The Next Web

Ep3: Companies Who Make Money: JumpBox

At The Next Web conference earlier this year, those tech savvy entrepreneurs Patrick, Boris and the rest of the crew set up live streaming for everyone who like me could not attend in person but didn’t want to miss out on all the fun. It was a great first, having a tech conference using tech to globalize the attendees list.

Well as all good things must be copied (evolution) MA @ TC did the same for the recent TC50 conference. Which again was a great first for Techcrunch. However, there was one little glitch, (OK there was more than one but lets stick with one). Their Internet connection was lame and as a result many of the nervous entrepreneurs royally screwed up their presentations of a lifetime.

Now Dropbox is a great little company I have been tracking for a while, they have managed to garner an almost cult like following while in Beta, but like many others who found themselves onstage but with an intermittent connection they dropped the ball during their pitch and public launch. See below for the most scary moment of any entrepreneurs life. The ball started rolling away at about 3 minutes:

Streaming Video by Ustream.TV

Dropbox should have used a Jumpbox!

Ep3: Companies Who Make Money: JumpBoxNow Jumpbox may have been the ideal solution to the lame Internet connection problem. Jumpbox is a little startup who are actually making money! But explaining what they do is also a little scary. In a nut shell they make open source applications run in virtual environments, and one of their products is a virtual LAMP stack. Now for the English version.

Imagine your a small group of developers and you want to build an app in an isolated test environment, but don’t necessarily want to go through the pain of setting up a Linux distribution for your LAMP or Rails app (believe me, you don’t) or going even further the Linux distribution then some other open source software. So instead you simply install virtualization software such as VMware or Parallels then you install your Jumpbox LAMP distribution. It’s a 1, 2, 3 process and you’re all done.

So in the above nightmare scenario, you could bring your ‘Mac’ intending to demo on that and realize once you get there that their Internet connection was unstable or even that their A/V setup for whatever reason for whatever reason requires that you have to run it on their PC.

So you just download the free VMware player, put your LAMP or Rails JumpBox containing your app on a USB stick and move it to their system. Then you have an isolated and movable application which is stable. You can also clone it and give a complete copy to the guy running the projector while you’re still futzing with your copy. Heck you could give all your audience members a demo to take away on CD if you really wanted to.

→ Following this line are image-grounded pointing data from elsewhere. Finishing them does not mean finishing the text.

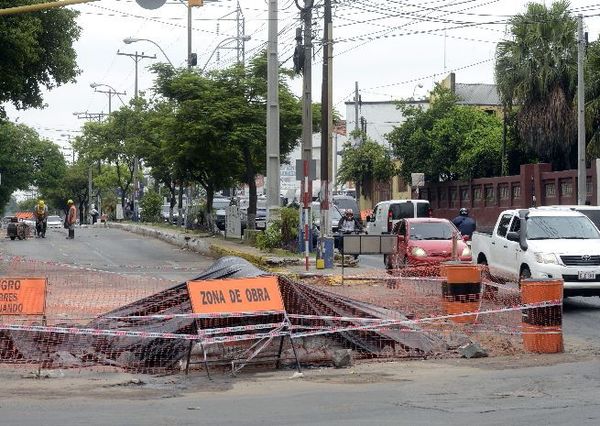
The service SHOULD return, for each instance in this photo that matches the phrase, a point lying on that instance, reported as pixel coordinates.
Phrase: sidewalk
(217, 246)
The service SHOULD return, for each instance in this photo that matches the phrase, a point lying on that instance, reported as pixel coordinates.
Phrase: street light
(420, 86)
(243, 38)
(130, 40)
(111, 91)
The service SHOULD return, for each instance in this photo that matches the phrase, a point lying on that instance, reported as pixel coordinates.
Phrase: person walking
(71, 219)
(465, 224)
(41, 219)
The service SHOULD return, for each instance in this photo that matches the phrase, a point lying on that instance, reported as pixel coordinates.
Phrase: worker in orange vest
(71, 219)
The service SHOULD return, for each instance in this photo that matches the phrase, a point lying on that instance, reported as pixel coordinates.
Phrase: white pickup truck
(543, 243)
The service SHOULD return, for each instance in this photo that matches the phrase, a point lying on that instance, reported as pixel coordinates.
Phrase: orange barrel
(461, 290)
(542, 327)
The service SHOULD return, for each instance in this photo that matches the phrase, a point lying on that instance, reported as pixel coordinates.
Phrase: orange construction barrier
(461, 290)
(542, 327)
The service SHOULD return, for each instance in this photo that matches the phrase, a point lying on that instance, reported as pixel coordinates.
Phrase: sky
(389, 47)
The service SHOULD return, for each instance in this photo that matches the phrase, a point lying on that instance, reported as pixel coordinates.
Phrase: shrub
(151, 205)
(271, 238)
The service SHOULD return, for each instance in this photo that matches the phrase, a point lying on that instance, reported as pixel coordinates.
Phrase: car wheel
(524, 274)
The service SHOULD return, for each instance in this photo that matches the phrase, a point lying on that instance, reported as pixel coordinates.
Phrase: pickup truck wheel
(524, 274)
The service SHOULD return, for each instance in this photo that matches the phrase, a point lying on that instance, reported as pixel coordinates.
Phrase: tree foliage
(37, 52)
(448, 141)
(537, 71)
(27, 160)
(365, 163)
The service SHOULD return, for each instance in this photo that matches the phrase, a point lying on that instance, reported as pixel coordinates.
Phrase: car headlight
(418, 251)
(545, 258)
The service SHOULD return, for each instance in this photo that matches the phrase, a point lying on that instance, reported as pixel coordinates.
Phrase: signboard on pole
(418, 180)
(22, 296)
(235, 295)
(233, 221)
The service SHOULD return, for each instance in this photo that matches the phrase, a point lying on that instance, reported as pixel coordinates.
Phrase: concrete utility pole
(137, 57)
(273, 170)
(326, 124)
(306, 182)
(356, 108)
(581, 169)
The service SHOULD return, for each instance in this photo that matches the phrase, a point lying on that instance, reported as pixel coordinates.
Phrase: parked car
(261, 213)
(345, 202)
(219, 205)
(387, 213)
(165, 213)
(335, 215)
(426, 241)
(54, 222)
(543, 243)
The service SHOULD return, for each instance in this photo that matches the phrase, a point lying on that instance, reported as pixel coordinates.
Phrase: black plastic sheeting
(145, 354)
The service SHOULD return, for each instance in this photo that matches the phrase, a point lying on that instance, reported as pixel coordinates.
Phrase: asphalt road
(110, 250)
(531, 389)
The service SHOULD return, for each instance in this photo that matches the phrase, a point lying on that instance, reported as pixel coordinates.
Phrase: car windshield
(431, 231)
(345, 204)
(561, 227)
(594, 216)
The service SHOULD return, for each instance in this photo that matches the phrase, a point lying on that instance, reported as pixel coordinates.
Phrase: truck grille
(575, 278)
(584, 260)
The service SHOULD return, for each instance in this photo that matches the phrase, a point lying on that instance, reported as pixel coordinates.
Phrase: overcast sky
(388, 46)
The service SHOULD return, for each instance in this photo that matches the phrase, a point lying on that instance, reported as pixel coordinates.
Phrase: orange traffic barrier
(542, 327)
(461, 291)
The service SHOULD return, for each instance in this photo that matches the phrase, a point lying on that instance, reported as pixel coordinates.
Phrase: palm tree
(536, 71)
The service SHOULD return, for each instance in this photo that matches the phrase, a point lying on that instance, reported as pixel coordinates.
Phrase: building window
(566, 188)
(504, 192)
(516, 192)
(464, 194)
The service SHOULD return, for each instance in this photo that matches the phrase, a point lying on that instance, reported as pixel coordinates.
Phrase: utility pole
(326, 125)
(356, 108)
(273, 170)
(303, 62)
(581, 169)
(137, 57)
(89, 116)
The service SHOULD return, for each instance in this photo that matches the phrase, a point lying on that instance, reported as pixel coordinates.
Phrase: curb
(201, 245)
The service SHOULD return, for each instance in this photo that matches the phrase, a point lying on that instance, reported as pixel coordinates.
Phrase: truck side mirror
(513, 236)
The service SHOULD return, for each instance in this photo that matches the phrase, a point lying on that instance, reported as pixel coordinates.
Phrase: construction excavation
(94, 319)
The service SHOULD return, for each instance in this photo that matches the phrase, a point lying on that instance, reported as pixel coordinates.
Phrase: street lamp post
(243, 38)
(130, 40)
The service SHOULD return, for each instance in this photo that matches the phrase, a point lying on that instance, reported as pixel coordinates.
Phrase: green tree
(537, 72)
(151, 204)
(366, 163)
(26, 160)
(448, 141)
(37, 53)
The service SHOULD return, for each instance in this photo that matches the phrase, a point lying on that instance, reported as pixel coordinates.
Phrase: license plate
(587, 275)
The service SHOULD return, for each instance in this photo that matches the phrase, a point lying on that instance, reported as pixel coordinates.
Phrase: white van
(387, 213)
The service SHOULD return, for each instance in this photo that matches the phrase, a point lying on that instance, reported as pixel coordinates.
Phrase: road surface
(531, 389)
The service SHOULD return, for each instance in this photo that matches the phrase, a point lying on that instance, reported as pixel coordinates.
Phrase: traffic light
(193, 59)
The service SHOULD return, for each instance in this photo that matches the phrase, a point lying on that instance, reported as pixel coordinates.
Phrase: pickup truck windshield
(557, 227)
(431, 231)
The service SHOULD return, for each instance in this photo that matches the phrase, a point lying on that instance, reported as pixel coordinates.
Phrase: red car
(426, 241)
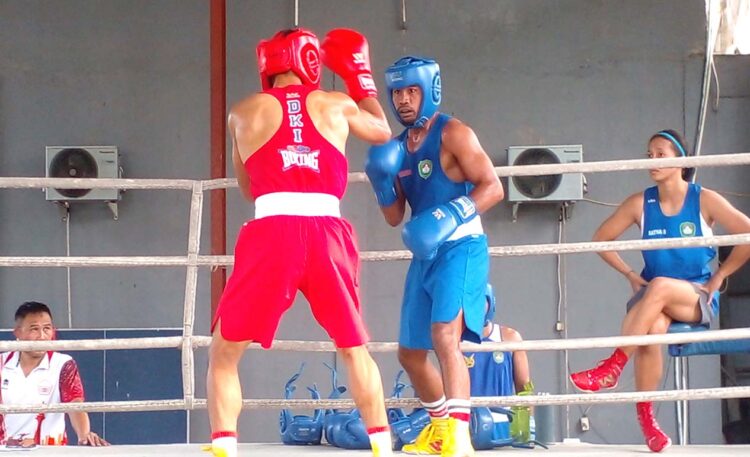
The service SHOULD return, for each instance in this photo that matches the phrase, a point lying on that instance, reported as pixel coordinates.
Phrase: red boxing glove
(346, 53)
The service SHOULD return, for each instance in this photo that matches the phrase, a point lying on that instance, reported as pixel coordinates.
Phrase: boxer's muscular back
(256, 119)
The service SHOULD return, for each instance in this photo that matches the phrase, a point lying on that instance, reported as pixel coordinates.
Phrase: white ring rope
(514, 400)
(374, 256)
(188, 342)
(718, 160)
(327, 346)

Here is a quick demo of Jumpbox to get some idea of it’s power:

Ep3: Companies Who Make Money: JumpBox

Such a simple solution has obviously found a wounded market place who are gravitating to Jumpboxes to help them set up a whole host of open source applications (ready out of the box) and for developers it’s almost a dream come true and a nightmare avoided!

 

  • Hi,

    I am wondering whats the difference between the Jumpbox solution and say using Bitnami on a VM?

    Regards

    Mark
  • Mark,

    the basic distinction is this: JumpBox is what's called a "virtual appliance." It's a VM that's stripped down and optimized to serve a particular application. It's intended to be used without requiring knowledge of the underlying OS and dependencies. It has a built-in mechanism for upgrading/backing up and allows you to get updates to the entire technology stack. Also it can be deployed and managed entirely via web interface so you needn't worry about running scripts and changing permissions. And lastly, it's compatible across all the major virtualization technologies and can also be deployed on cloud computing services like Amazon EC2.

    The method you describe does give you the end result of an app running on a VM but now you need to maintain updates to the OS, app server, web server, database, library dependencies, etc. You also need to figure out a good backup solution, know how to manage network config, know the command line, how to handle SSL certs, etc. Bitnami is appropriate when you need a native install of an application. But the advantages of app isolation, portability, ease of deployment and management make JumpBoxes a compelling solution for running new instances of standalone web apps.

    does that help?

    Sean
  • VMJunkie
    Couple of nitpicks

    "and can also be deployed on cloud computing services like Amazon EC2."

    You can do that already http://bitnami.org/rightscale

    "It has a built-in mechanism for upgrading/backing up and allows you to get updates to the entire technology stack."

    The BitNami stuff is self-contained, so you can just save the folder in a zip file to backup or restore
  • @VMjunkie - the JumpBox backup mechanism grabs the delta of data that has changed on the filesystem and in the database and works precisely the same across all applications. You can certainly clone a VM or zip up an entire filesystem but that's hardly the most effective way to preserve the state of the application.

    Sean
  • VMJunkie
    You mean it has memory between backups and is able to do incremental backups, or that it only backsup the user data?